When author Karen Connelly loses her cool in a battle of wills with her three-year-old, she learns valuable lessons about mindful parenting.
“Timo, will you please give that to me?”
“No.”
“That isn’t your toy, Timo. That belongs to Mama. It’s not a good idea to make a mess, okay?” I purse my lips and shudder, wondering why on earth I would say that it isn’t a good idea to make a mess. That’s just fanning the fire.

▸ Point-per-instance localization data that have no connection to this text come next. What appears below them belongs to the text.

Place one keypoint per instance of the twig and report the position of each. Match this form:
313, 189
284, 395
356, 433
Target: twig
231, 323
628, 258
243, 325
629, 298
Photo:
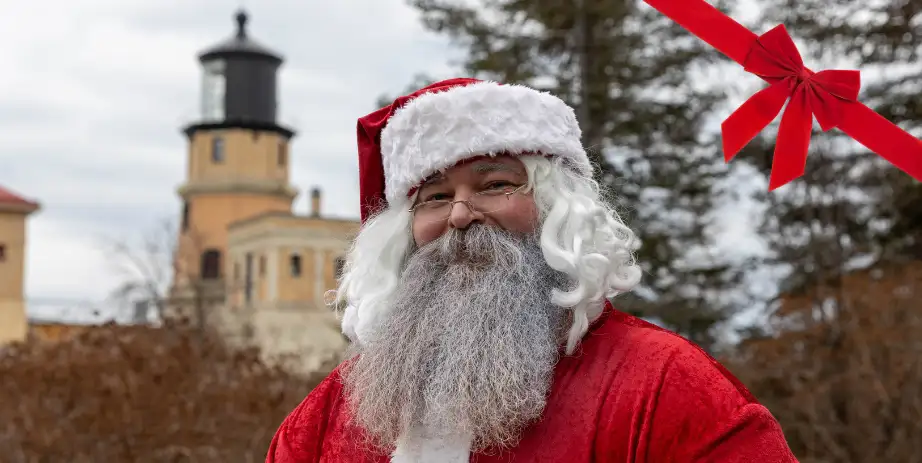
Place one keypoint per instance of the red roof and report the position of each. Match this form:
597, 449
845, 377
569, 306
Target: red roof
8, 197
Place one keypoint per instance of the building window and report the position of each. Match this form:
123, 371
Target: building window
338, 265
211, 264
248, 284
185, 216
295, 266
217, 150
282, 154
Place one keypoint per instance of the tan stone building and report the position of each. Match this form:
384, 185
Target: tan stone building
245, 260
14, 213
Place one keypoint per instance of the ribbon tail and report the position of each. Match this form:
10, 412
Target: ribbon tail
882, 137
793, 144
709, 24
751, 118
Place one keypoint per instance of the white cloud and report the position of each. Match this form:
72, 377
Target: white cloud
96, 92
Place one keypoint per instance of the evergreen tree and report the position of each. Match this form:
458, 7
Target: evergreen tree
843, 350
635, 77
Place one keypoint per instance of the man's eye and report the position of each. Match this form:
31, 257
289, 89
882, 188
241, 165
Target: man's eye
500, 185
436, 197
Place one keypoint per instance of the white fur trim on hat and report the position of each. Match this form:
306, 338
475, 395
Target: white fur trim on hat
435, 131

Timo, a three-year-old master of the universe, stands on the other side of the sofa, an open challenge animating his small face. His dark eyes sparkle with pleasure. From his point of view, this is a game we’ve played many times before, chasing each other around the sofa. Naturally, he knows that he has something he’s not supposed to have, something that I want, but that only adds to the excitement. Like many parents, I’m often distracted as I engage with my child; the phone needs to be answered, the rice on the floor needs to be cleaned up, this one newspaper article has grabbed my attention—just this one, please, just a minute, just a minute!—as he stands beside me at the table or crawls on my lap or shouts for me to come now and I pretend to engage with him while simultaneously ignoring him. He always knows when I am ignoring him.
Ha! Now he knows I am genuinely involved. No wonder he’s thrilled.
I’ve followed him from the kitchen to the living room, a distance of twenty feet. We are just steps apart now, but I don’t want to make another wrong move. His left hand is outstretched, like a runner about to sprint; his right hand clutches an extra-thick permanent black marker, which is poised above the tawny back of the sofa.
This is a moment for practical as well as philosophical parenting concerns. Why is that leather sofa dark yellow? What were we thinking when we bought it? Why was that permanent marker left in the kitchen drawer, among the washable kiddie felts and crayons? Why must I care so much?